Data infrastructure | Emodnet Biology

Data infrastructure

The data infrasctructure of EMODnet Biology is able to handle different data protocols and data standards for exchange of marine biodiveristy data . 

  • Biodiversity data can be made available using the Darwin Core standard that is in use by the Global Biodiversity Information Facility (GBIF) and the Ocean Biogeographic Information System (OBIS). This biogeographic data scheme is able to handle information and data of annual, seasonal, and spatial distribution of species composition and occurrence, but also abundance and biomass data in the water column and on the seabed can be handled with this data format. The Integrated Publishing Toolkit (IPT), a freely available open source web application using the Darwin Core standard, will make it easy to share biodiversity-related data and information with the EMODnet portal. The data portal is also capable of handling the Distributed Generic Information Retrieval (DiGIR), a web protocol used to support distributed data retrieval across remote biological collection databases and extensively used within the EurOBIS distributed database system.
    The addition of a new extension “MeasurementsOrFacts”, conform the corresponding DarwinCore format, willl allow EurOBIS – and EMODnet – to capture biological measurements and related abiotic data such as e.g. length- and weight information of taxa, stomach content data or the sediment-composition at the time of sampling, which was previously not possible. MeasurementsOrFacts is the category of information pertaining to measurements, facts, characteristics, or assertions about a resource (instance of data record, such as Occurrence, Taxon). The extension includes terms measurementID, measurementType, measurementValue, measurementAccuracy, measurementUnit, measurementDeterminedDate, measurementDeterminedBy, measurementMethod, measurementRemarks. MeasurementType, measurementUnit and measurementMethod will be standardized to allow common searches of measurements across datasets and taxa.
  • A specific data format enabling National Oceanographic Data Centers (NODC’s) to make biological data accessible using the SeaDataNet infrastructure has been set up. The format is a general and higher level format without necessarily containing all specifics of each data type, but rather focusing on common information elements for marine biological data. At the same time the format is sufficiently flexible/extendable to be applicable for at least part of the variety of biological data. The data format has been published as the Seadatanet Deliverable D8.4b.
  • The geospatial data can be made accessible through the EMODnet biological portal through several OGC Webservices. These services will create an interface of the EMODnet biological portal allowing requests for geographic “resources” across the web using platform-independent calls. Besides the Catalogue Service of the Web (CSW) which will enable access to metadata resources, three other OGC Webservices will be implemented: 1) Web Feature Service (WFS). This service allows requests for geographic features across the Web. As such, the vector data on the portal can be transferred using this service; 2) Web Coverage Service (WCS). This service allows requests for gridded data across the web.
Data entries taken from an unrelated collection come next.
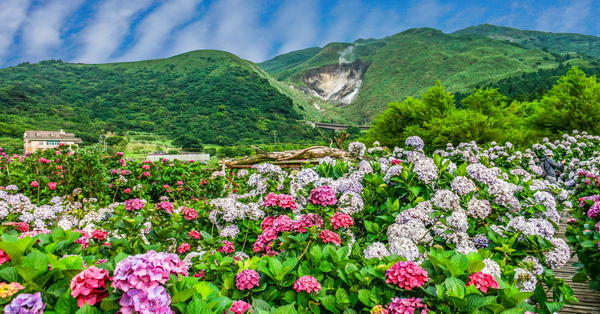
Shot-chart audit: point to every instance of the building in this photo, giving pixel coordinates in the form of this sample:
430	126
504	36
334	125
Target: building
41	140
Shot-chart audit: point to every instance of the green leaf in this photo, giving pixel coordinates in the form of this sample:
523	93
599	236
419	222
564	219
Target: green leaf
197	306
328	301
367	298
29	274
88	309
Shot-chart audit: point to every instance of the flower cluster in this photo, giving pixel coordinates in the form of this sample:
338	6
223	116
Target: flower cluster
281	200
7	290
307	283
406	275
323	195
26	303
90	286
141	277
247	279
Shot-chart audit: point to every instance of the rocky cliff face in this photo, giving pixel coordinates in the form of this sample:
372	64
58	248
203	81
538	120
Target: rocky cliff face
336	83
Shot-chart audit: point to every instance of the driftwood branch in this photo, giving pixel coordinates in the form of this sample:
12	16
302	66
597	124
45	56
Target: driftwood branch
307	153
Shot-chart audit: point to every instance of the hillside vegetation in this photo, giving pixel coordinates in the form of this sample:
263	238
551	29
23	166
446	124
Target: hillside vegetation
214	96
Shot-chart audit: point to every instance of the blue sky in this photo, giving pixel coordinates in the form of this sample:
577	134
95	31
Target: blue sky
100	31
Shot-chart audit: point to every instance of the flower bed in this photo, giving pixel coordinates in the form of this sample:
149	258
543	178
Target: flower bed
391	233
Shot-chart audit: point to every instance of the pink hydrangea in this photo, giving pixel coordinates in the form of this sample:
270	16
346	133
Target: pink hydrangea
3	257
271	199
194	234
307	283
329	236
307	221
323	195
166	206
99	234
90	286
407	306
406	275
183	248
247	279
84	239
134	204
227	247
239	307
146	271
483	281
341	220
189	213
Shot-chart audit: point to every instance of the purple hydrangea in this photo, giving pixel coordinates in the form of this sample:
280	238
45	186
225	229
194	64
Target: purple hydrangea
147	271
26	303
154	300
323	195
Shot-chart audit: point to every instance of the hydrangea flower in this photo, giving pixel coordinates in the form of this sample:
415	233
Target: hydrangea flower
407	305
7	290
134	204
341	220
483	281
150	301
146	271
247	279
329	236
406	275
239	307
26	303
3	257
323	195
90	286
307	283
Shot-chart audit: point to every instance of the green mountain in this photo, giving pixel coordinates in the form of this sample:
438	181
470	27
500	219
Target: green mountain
363	77
212	95
555	42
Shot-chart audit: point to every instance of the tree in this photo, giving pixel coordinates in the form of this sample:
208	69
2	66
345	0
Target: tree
572	104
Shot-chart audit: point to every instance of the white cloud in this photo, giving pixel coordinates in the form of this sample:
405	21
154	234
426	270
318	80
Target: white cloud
154	32
297	25
42	31
426	13
228	25
111	24
571	18
12	16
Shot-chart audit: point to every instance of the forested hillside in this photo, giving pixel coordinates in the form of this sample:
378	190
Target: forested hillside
211	95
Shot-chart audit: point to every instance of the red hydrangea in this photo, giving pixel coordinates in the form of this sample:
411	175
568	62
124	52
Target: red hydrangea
194	234
227	247
134	204
309	284
341	220
189	213
99	234
483	281
183	248
329	236
239	307
89	286
406	275
323	195
3	257
407	305
166	206
247	279
307	221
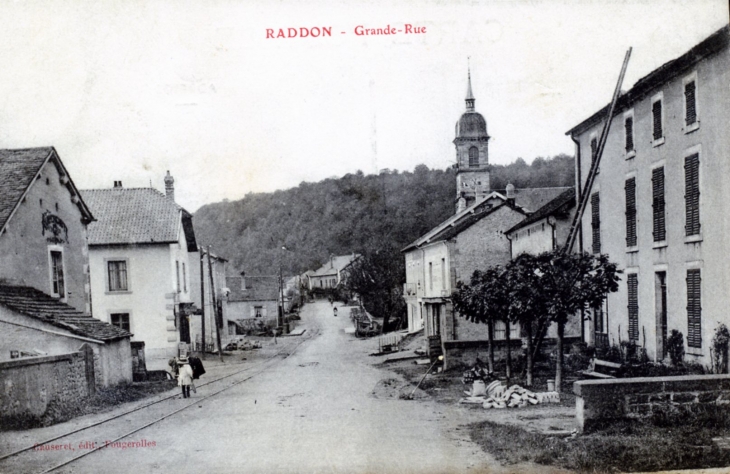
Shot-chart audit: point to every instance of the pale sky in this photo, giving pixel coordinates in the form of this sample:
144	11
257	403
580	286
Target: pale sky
128	89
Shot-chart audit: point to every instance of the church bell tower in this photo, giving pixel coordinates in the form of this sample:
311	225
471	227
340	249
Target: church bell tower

As such, raster data of the portal can be transferred using this service; 3) Web Map Service (WMS). This service allows requests for maps across the web. As such, GIS maps of the portal can be transferred using this service.
  • In specific cases, large data providers that are using in house developed web services are also able to deliver data. In these cases, the available data are looked at in great detail and a mapping between the available data and the Darwin Core Scheme is made allowing to capture as much data and information as possible.
  • The data infrastructure of EMODnet Biology is based upon the infrastructure and data flow developed under EurOBIS. Data submitted to EurOBIS go through a series of quality control procedures before being made available online.
    • Metadata: the data management team will check whether the data and the supplied metadata match and that all necessary fields of the metadata are filled in correctly and as completely as possible. If important information would be missing, a notification will be sent to the data provider asking to complete the metadata.
    • Required data fields: if the required data fields are not properly filled, a notification will be sent to the data provider. These records will not be uploaded until the required fields are completed.
    • Taxonomy: all taxon names are linked to the World Register of Marine Species (WoRMS). Unmatched taxa are sent back to the data provider for a secondary check-up. Taxa with uncertain identifications are matched to the first suitable higher taxonomic level. Originally provided taxon names are stored in the database, so one can always go back to this. When no match can be made, the taxon name is added to an 'annotation list': this list keeps track of the editors comments on why a taxon cannot be added to the World Register of Marine Species (see also the section on standards and quality control).
    • Geography: All supplied coordinates are converted to the WSG84 coordinate system and expressed as decimal degrees. Next, these coordinates are checked for possible positioning errors which can include sampling locations on land or in different regions compared to the supplied metadata information. These errors can be due to accidental swapping of latitude and longitude or errors related to the use of the minus-sign. Any possible errors or doubts are communicated to the data provider, so the necessary corrections can be made.
    • Depth: Two checks are performed related to depth: (1) Is the documented depth-value possible, if it is compared with the General Bathymetric Chart of the Oceans (GEBCO) and (2) is the documented depth-value possible, if it is compared with the known depth range of the species?
    • Units: if abundance and/or biomass data are supplied, the presence of the according units is checked. If these units are missing, the data cannot be put to use in comparisons between different datasets.